L’assassino dell’acquedotto

Cari Tutti,

lo so, lo so, vi avevo detto che avrei scritto presto la seconda parte dell’articolo sulla decapitazione, e vi prometto che lo farò, solo che nel frattempo sono andato fuori città per lavoro, ho messo le mani su un videogiuoco di quand’ero pargolo a cui non giocavo da oltre trent’anni… Eppoi, ho scoperto e studiato quest’altra notizia, di cui mi va di parlarvi oggi. Ma in fondo, come vedrete, non è che ci allontaniamo di troppo dall’argomento.

Se vi chiedessi chi è stato il piú grande omicida seriale dell’Ottocento, probabilmente rispondereste in coro: Jack lo Squartatore. Ecco, no, vi devo correggere. Jack ha goduto di una fama immeritatamente grande perché all’epoca la stampa londinese gli ha dedicato tante attenzioni, successivamente amplificate dal cinema e quant’altro, ma in confronto all’individuo di cui vi parlo oggi, era proprio un pivello.

(Intendiamoci: volevo essere ironico. Non vorrei in alcun modo che sospettaste che secondo me ammazzare sei prostitute sia roba da poco).

Ebbene, vi parlerò del primo serial killer della storia moderna del Portogallo. Diogo Alves, classe 1810, a dire il vero portoghese non era: era venuto alla luce nella confinante Spagna, ma quando aveva diciannove anni la famiglia lo mandò a lavorare a Lisbona. Nella capitale lusitana, Diogo pare si comportasse in maniera irrequieta: perdeva spesso il lavoro, frequentava bettole, beveva, giocava d’azzardo, litigava… Un poco di buono, insomma. Finché un bel giorno conobbe l’ostessa Maria Gertrudes, per gli amici “Parreirinha”, separata dal marito e con due figli da sfamare. Se ora state immaginando una storia di redenzione, in cui Diogo e Gertrudes si innamorano e ognuno dei due mette in riga l’altro, che finisce cólle parole “e tutti vissero felici e contenti”, vi state sbagliando di grossa.

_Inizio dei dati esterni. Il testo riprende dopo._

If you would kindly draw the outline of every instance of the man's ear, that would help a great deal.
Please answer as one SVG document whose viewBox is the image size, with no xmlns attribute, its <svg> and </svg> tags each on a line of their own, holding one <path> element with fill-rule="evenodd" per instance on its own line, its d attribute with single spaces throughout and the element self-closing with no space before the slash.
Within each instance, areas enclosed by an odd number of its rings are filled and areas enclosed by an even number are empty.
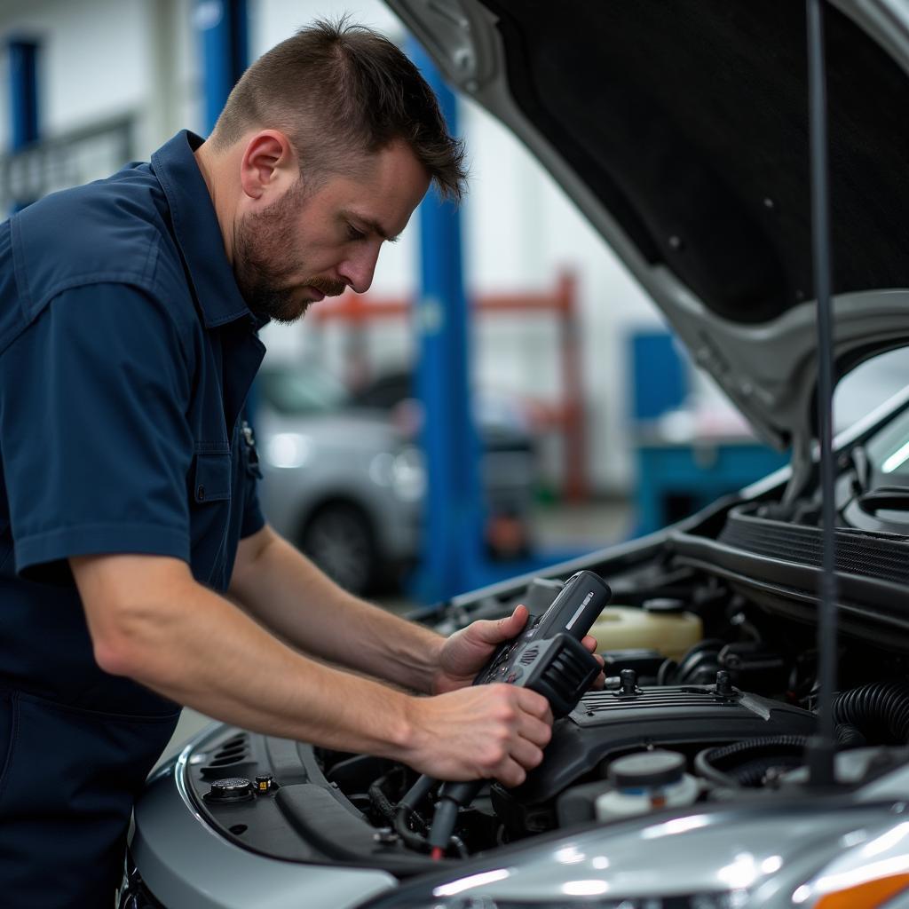
<svg viewBox="0 0 909 909">
<path fill-rule="evenodd" d="M 297 173 L 296 155 L 280 130 L 262 130 L 246 143 L 240 161 L 240 185 L 250 198 L 283 192 L 285 183 L 296 180 Z"/>
</svg>

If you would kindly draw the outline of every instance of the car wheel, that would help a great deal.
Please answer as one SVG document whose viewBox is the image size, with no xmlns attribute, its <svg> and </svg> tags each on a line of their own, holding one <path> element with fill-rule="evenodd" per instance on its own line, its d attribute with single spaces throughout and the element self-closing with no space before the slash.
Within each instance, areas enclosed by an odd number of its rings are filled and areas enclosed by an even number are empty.
<svg viewBox="0 0 909 909">
<path fill-rule="evenodd" d="M 330 578 L 352 594 L 365 593 L 376 574 L 373 528 L 356 505 L 344 502 L 323 505 L 306 522 L 299 544 Z"/>
</svg>

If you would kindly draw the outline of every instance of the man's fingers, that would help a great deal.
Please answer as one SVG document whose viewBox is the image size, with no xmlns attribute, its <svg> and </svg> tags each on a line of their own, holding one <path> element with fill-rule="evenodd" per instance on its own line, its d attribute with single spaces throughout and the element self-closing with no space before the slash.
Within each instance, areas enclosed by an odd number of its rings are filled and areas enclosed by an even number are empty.
<svg viewBox="0 0 909 909">
<path fill-rule="evenodd" d="M 537 694 L 535 691 L 531 691 L 529 688 L 515 688 L 514 690 L 518 693 L 518 705 L 525 714 L 535 716 L 549 725 L 553 724 L 553 712 L 550 709 L 549 702 L 542 694 Z"/>
<path fill-rule="evenodd" d="M 524 715 L 518 724 L 518 735 L 537 748 L 545 748 L 553 737 L 553 727 L 543 720 Z"/>
<path fill-rule="evenodd" d="M 517 761 L 506 758 L 502 763 L 501 770 L 493 774 L 503 785 L 513 788 L 521 785 L 527 778 L 527 772 Z"/>
<path fill-rule="evenodd" d="M 502 641 L 509 641 L 513 637 L 517 637 L 521 630 L 527 624 L 527 616 L 530 613 L 527 607 L 521 604 L 514 607 L 514 612 L 511 615 L 506 615 L 497 622 L 489 623 L 492 628 L 490 631 L 494 637 L 488 639 L 490 644 L 498 644 Z M 485 630 L 485 629 L 484 629 Z"/>
<path fill-rule="evenodd" d="M 543 749 L 526 739 L 518 739 L 511 750 L 511 756 L 525 771 L 529 771 L 543 762 Z"/>
</svg>

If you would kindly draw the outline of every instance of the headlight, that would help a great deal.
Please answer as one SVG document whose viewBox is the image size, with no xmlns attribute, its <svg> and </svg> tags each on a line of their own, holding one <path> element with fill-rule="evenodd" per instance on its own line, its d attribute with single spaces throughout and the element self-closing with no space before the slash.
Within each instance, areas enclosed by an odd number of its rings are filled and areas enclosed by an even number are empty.
<svg viewBox="0 0 909 909">
<path fill-rule="evenodd" d="M 299 433 L 276 433 L 265 446 L 265 457 L 275 467 L 302 467 L 312 453 L 313 443 Z"/>
<path fill-rule="evenodd" d="M 403 502 L 416 502 L 426 493 L 426 470 L 423 452 L 414 445 L 395 454 L 383 452 L 369 464 L 369 475 L 380 486 L 391 486 Z"/>
<path fill-rule="evenodd" d="M 362 909 L 884 909 L 909 895 L 907 811 L 793 794 L 656 814 L 521 841 Z"/>
<path fill-rule="evenodd" d="M 578 884 L 602 884 L 602 881 L 578 881 Z M 644 896 L 631 899 L 592 899 L 577 894 L 574 898 L 527 902 L 498 900 L 490 896 L 454 896 L 420 903 L 396 904 L 400 909 L 744 909 L 747 894 L 698 894 L 694 896 Z"/>
</svg>

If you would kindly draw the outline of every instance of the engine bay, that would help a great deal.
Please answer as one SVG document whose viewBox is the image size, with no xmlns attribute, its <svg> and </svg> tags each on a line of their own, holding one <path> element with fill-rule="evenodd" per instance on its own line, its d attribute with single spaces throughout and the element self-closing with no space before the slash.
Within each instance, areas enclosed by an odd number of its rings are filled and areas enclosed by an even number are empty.
<svg viewBox="0 0 909 909">
<path fill-rule="evenodd" d="M 615 562 L 602 566 L 613 569 L 604 576 L 616 604 L 604 616 L 612 609 L 653 617 L 655 636 L 644 622 L 641 639 L 630 642 L 634 646 L 625 641 L 601 649 L 605 687 L 555 721 L 544 762 L 524 784 L 509 790 L 487 784 L 458 812 L 446 860 L 622 816 L 625 808 L 610 799 L 631 792 L 631 777 L 623 789 L 616 768 L 641 755 L 664 764 L 664 755 L 675 755 L 687 804 L 769 798 L 799 784 L 816 724 L 812 624 L 785 617 L 782 605 L 768 609 L 766 593 L 752 598 L 715 574 L 636 552 L 639 558 L 621 570 Z M 518 602 L 538 612 L 559 589 L 557 582 L 537 579 L 519 594 L 480 598 L 469 608 L 453 604 L 441 630 L 503 614 Z M 699 639 L 678 651 L 674 625 L 695 619 Z M 894 641 L 883 647 L 874 634 L 841 639 L 838 749 L 868 758 L 860 777 L 902 761 L 899 746 L 909 742 L 906 655 Z M 402 813 L 399 804 L 417 779 L 403 764 L 221 727 L 186 755 L 185 776 L 205 820 L 255 852 L 381 867 L 399 876 L 431 862 L 425 836 L 437 793 Z M 650 809 L 672 804 L 657 800 Z"/>
</svg>

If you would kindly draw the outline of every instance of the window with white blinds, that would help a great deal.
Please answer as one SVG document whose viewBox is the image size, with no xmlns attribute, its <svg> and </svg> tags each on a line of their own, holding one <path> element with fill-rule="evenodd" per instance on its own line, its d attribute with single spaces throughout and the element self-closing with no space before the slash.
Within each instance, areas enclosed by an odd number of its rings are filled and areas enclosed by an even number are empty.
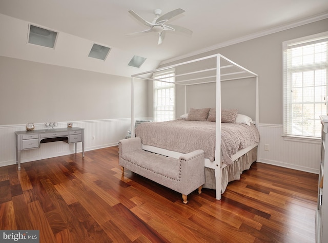
<svg viewBox="0 0 328 243">
<path fill-rule="evenodd" d="M 174 68 L 154 73 L 154 121 L 175 119 L 175 84 Z M 161 82 L 156 80 L 161 80 Z"/>
<path fill-rule="evenodd" d="M 327 114 L 328 32 L 283 43 L 284 135 L 320 137 Z"/>
</svg>

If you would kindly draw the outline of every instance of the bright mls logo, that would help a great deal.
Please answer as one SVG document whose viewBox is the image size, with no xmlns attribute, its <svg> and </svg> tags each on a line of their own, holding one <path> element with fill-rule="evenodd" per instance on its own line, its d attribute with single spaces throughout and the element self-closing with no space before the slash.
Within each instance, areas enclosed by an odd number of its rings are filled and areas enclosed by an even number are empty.
<svg viewBox="0 0 328 243">
<path fill-rule="evenodd" d="M 39 243 L 38 230 L 1 230 L 0 242 Z"/>
</svg>

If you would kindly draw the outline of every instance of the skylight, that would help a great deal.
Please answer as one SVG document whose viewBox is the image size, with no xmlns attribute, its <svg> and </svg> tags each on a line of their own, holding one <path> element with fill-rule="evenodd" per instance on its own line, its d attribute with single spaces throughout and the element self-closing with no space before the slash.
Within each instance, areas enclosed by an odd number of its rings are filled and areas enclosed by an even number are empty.
<svg viewBox="0 0 328 243">
<path fill-rule="evenodd" d="M 128 65 L 139 68 L 142 65 L 142 63 L 144 63 L 146 60 L 146 58 L 142 58 L 137 55 L 134 55 Z"/>
<path fill-rule="evenodd" d="M 109 47 L 94 44 L 88 57 L 105 61 L 110 49 Z"/>
<path fill-rule="evenodd" d="M 43 28 L 30 25 L 28 43 L 38 46 L 54 48 L 57 32 Z"/>
</svg>

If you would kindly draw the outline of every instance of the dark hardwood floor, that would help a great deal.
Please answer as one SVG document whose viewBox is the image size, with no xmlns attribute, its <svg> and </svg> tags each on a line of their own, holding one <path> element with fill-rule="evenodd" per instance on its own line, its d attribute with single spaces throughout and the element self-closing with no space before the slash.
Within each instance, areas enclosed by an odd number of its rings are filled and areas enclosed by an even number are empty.
<svg viewBox="0 0 328 243">
<path fill-rule="evenodd" d="M 315 242 L 317 175 L 254 163 L 221 200 L 126 170 L 112 147 L 0 167 L 0 229 L 40 242 Z"/>
</svg>

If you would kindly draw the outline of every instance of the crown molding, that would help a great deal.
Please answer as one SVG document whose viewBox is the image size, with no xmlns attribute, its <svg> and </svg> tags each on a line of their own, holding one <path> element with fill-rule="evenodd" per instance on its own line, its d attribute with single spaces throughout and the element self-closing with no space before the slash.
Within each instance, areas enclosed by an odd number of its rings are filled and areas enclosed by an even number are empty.
<svg viewBox="0 0 328 243">
<path fill-rule="evenodd" d="M 310 24 L 311 23 L 324 20 L 327 18 L 328 18 L 328 12 L 325 12 L 320 14 L 312 16 L 310 17 L 303 18 L 302 20 L 294 22 L 291 22 L 286 25 L 281 25 L 274 28 L 268 29 L 262 31 L 260 31 L 253 34 L 245 35 L 239 38 L 236 38 L 224 42 L 222 42 L 217 45 L 201 49 L 200 50 L 192 52 L 190 52 L 189 53 L 184 55 L 176 57 L 170 59 L 167 59 L 166 60 L 162 61 L 160 63 L 160 65 L 166 64 L 171 62 L 174 62 L 181 59 L 183 59 L 184 58 L 189 58 L 193 55 L 198 55 L 204 52 L 207 52 L 208 51 L 211 51 L 217 49 L 222 48 L 223 47 L 240 43 L 246 41 L 249 41 L 250 40 L 255 39 L 259 37 L 264 36 L 265 35 L 268 35 L 268 34 L 273 34 L 274 33 L 277 33 L 278 32 L 286 30 L 289 29 L 292 29 L 293 28 L 295 28 L 298 26 L 301 26 L 302 25 Z"/>
</svg>

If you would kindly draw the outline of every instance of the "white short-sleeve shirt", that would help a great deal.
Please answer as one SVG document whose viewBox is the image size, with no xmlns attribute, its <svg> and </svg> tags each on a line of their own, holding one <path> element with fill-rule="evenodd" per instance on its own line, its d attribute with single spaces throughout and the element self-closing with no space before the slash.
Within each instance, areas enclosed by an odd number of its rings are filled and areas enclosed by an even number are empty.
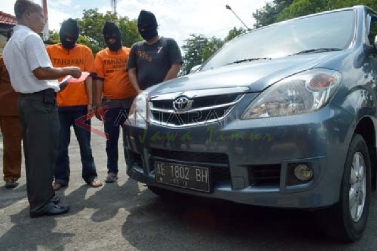
<svg viewBox="0 0 377 251">
<path fill-rule="evenodd" d="M 57 80 L 40 80 L 32 72 L 39 67 L 52 67 L 41 38 L 23 25 L 16 26 L 3 52 L 13 88 L 17 92 L 25 94 L 49 88 L 58 91 Z"/>
</svg>

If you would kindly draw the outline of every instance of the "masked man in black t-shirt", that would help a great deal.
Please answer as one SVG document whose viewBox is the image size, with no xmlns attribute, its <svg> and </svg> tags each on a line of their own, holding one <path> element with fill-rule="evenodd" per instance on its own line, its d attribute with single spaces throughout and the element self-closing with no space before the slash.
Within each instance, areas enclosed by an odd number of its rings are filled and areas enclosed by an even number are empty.
<svg viewBox="0 0 377 251">
<path fill-rule="evenodd" d="M 158 35 L 157 21 L 153 13 L 141 11 L 137 24 L 145 41 L 131 47 L 127 70 L 130 81 L 138 93 L 176 78 L 183 61 L 175 41 Z"/>
</svg>

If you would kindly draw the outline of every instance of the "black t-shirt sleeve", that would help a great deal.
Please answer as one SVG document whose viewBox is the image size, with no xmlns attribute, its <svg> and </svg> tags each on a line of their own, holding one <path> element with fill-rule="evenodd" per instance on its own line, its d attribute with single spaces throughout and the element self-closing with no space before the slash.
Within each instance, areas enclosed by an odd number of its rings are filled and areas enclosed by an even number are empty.
<svg viewBox="0 0 377 251">
<path fill-rule="evenodd" d="M 174 39 L 169 39 L 167 41 L 168 50 L 169 52 L 169 60 L 171 64 L 183 63 L 182 56 L 177 42 Z"/>
<path fill-rule="evenodd" d="M 134 44 L 131 47 L 130 51 L 130 56 L 128 58 L 127 70 L 132 68 L 136 68 L 136 44 Z"/>
</svg>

Gertrudes in effetti divenne la sua amante, ma anziché, chessò, prenderlo a lavorare nella sua bottega o cercare di addolcire i suoi istinti aggressivi, lo indusse a intraprendere una brillante carriera criminale. A Lisbona v’è un pittoresco acquedotto, detto di Àguas Livres, che oltre a fungere da tubazione per l’acqua, sulla sommità è calpestabile e costituisce un ponte, nel punto piú alto raggiunge l’altezza di 65 metri.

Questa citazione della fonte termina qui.